Do caso julgado decorrem, como é também sabido, dois efeitos essenciais, a saber: a impossibilidade de qualquer tribunal, incluindo o que proferiu a decisão, voltar a emitir pronúncia sobre a questão decidida -efeito negativo- e a vinculação do mesmo tribunal e eventualmente de outros, estando em causa o caso julgado material, à decisão proferida - efeito positivo do caso julgado(4).
Todavia, ocorrendo casos julgados contraditórios, a lei resolve apelando ao critério da anterioridade: vale a decisão contraditória sobre o mesmo objecto que tenha transitado em primeiro lugar (art. 625.º n.º 1 do CPC), critério operativo ainda quando estejam em causa decisões que, dentro do mesmo processo, versem sobre a mesma questão concreta (vide n.º 2 do preceito).
Da transcrição dos despachos aqui em causa resulta claro que a questão que o executado pretendia novamente levantar, já tinha sido decidida na primeira decisão proferida (embora ainda não transitada em julgado).
Como se referiu de acordo, com o critério da eficácia, há que distinguir entre o caso julgado formal, que só é vinculativo no processo em que foi proferida a decisão (cf. art. 620.º, n.º 1 do CPC) e o caso julgado material, que vincula no processo em que a decisão foi proferida e também fora dele, consoante estabelece o art. 619º do CPC.
Na verdade, se uma decisão se pronuncia sobre uma questão processual de determinada forma e, podendo ser impugnada, não é objecto de reclamação ou de recurso ordinário, forma-se sobre essa questão caso julgado formal que obsta a que, mais tarde, se emita nova decisão sobre ela no mesmo processo
Com efeito, de harmonia com o que, sob a epígrafe “Caso julgado formal”, prevê-se no art. 620º do CPC - excluídos os que versam as decisões previstas no art. 630º do CPC, de que não é admissível recorrer - os despachos (e as sentenças), que recaiam unicamente sobre a relação processual têm força obrigatória dentro do processo.

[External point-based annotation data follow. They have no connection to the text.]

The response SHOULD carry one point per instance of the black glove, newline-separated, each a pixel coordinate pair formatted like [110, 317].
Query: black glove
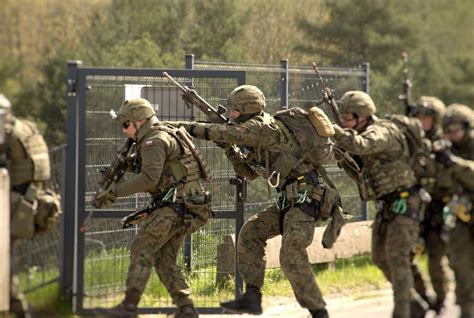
[445, 157]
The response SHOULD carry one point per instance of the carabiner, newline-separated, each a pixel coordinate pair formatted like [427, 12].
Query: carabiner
[269, 180]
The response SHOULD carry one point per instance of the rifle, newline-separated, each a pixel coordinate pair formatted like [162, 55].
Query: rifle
[111, 174]
[191, 97]
[136, 217]
[406, 86]
[328, 96]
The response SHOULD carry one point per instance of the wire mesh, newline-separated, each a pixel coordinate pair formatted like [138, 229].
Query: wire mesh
[106, 249]
[304, 90]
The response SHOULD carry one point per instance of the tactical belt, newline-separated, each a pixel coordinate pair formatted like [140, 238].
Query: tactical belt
[309, 203]
[391, 198]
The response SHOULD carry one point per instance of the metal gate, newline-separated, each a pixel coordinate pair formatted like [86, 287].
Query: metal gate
[98, 253]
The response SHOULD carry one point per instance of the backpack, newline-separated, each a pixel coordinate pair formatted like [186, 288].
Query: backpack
[419, 147]
[312, 130]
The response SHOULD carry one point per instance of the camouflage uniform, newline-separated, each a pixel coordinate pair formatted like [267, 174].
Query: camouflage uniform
[267, 143]
[433, 225]
[27, 161]
[170, 169]
[386, 176]
[461, 237]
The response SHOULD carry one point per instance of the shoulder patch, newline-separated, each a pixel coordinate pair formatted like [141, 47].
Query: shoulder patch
[148, 143]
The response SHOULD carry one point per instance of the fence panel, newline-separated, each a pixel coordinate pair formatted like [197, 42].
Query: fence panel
[303, 90]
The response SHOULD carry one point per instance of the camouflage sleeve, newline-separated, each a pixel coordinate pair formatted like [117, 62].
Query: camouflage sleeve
[374, 139]
[463, 172]
[153, 152]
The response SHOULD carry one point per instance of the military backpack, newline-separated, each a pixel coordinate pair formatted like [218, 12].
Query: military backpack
[419, 147]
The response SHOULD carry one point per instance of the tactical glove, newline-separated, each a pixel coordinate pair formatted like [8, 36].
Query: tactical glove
[105, 199]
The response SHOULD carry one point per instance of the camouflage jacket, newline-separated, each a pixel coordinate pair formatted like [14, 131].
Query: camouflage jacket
[160, 163]
[382, 153]
[263, 143]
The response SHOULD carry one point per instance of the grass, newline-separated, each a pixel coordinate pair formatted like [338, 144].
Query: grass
[347, 276]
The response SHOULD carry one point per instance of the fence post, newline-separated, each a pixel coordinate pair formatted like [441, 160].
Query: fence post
[364, 206]
[284, 83]
[365, 83]
[69, 198]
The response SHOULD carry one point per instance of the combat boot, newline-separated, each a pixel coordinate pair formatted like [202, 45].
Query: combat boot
[186, 311]
[319, 313]
[127, 308]
[250, 303]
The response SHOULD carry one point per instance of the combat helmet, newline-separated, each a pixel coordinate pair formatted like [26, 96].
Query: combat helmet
[430, 105]
[247, 99]
[135, 109]
[357, 102]
[458, 113]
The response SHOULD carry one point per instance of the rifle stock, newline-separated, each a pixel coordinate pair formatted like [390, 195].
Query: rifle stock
[190, 96]
[328, 96]
[406, 86]
[109, 175]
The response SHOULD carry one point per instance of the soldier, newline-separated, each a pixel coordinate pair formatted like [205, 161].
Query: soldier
[258, 144]
[34, 209]
[170, 169]
[458, 127]
[386, 176]
[430, 110]
[458, 123]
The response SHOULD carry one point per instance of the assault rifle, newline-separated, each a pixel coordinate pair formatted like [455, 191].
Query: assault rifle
[111, 174]
[191, 97]
[116, 169]
[406, 86]
[328, 96]
[136, 217]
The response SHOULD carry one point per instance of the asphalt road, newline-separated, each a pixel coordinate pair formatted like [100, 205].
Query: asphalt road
[368, 305]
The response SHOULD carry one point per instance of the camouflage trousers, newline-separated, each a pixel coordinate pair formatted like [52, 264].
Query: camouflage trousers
[461, 258]
[436, 248]
[298, 232]
[157, 244]
[393, 242]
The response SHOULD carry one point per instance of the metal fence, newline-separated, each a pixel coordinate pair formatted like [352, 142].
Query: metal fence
[100, 256]
[37, 261]
[93, 263]
[285, 85]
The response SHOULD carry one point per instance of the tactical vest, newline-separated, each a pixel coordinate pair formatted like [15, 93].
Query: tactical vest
[35, 166]
[189, 166]
[385, 172]
[419, 148]
[302, 147]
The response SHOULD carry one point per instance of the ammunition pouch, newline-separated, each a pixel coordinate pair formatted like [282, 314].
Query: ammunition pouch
[197, 211]
[366, 191]
[398, 204]
[24, 209]
[305, 193]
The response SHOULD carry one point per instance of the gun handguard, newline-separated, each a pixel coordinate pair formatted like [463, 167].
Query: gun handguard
[328, 96]
[192, 97]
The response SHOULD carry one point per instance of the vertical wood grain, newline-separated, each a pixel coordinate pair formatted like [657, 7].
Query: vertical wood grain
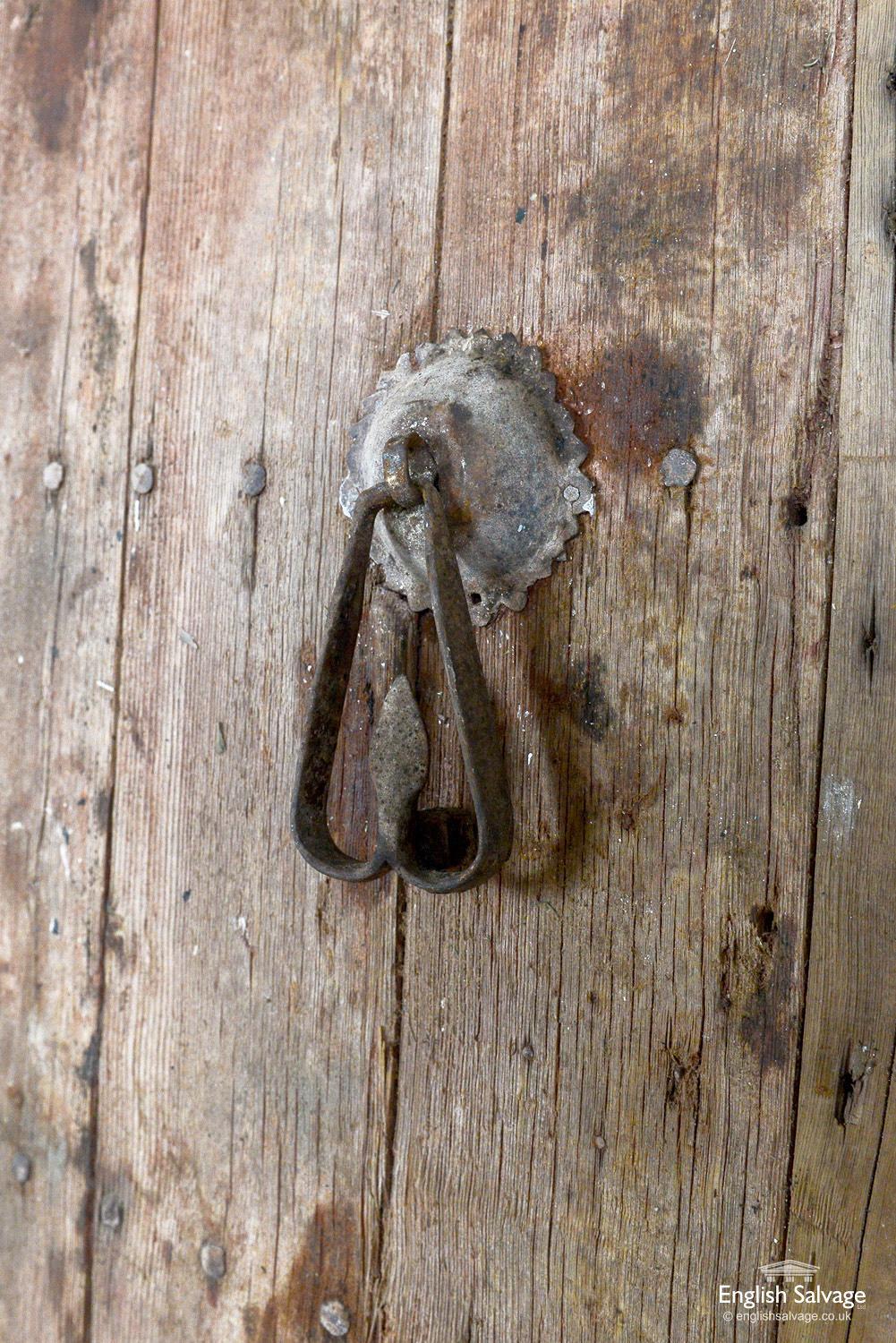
[598, 1049]
[74, 126]
[247, 1061]
[844, 1201]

Assim, se, em determinado processo, já tiver sido proferida decisão sobre determinada questão processual, que transitou em julgado, e vem a ser proferida posteriormente, no mesmo processo, uma nova decisão sobre a mesma questão concreta da relação processual que foi objecto dessa 1ª decisão e que também transita, diz-nos o art. 625º do CPC, que se cumprirá, como se disse, a decisão que passou em julgado em primeiro lugar.
Esta disposição legal reforça a ideia de que o caso julgado formal previsto no 620º do CPC se refere à vinculação do Tribunal ao julgamento que fez sobre uma questão concreta da relação processual.
Aqui chegados, pode-se, assim, concluir que, “… o caso julgado formal tem força obrigatória apenas dentro do processo, obstando a que o Juiz possa na mesma acção, alterar a decisão proferida, mas não impedindo que, noutra acção, a mesma questão processual concreta seja decidida em termos diferentes pelo mesmo Tribunal ou por outro entretanto chamado a apreciar a causa…”(5).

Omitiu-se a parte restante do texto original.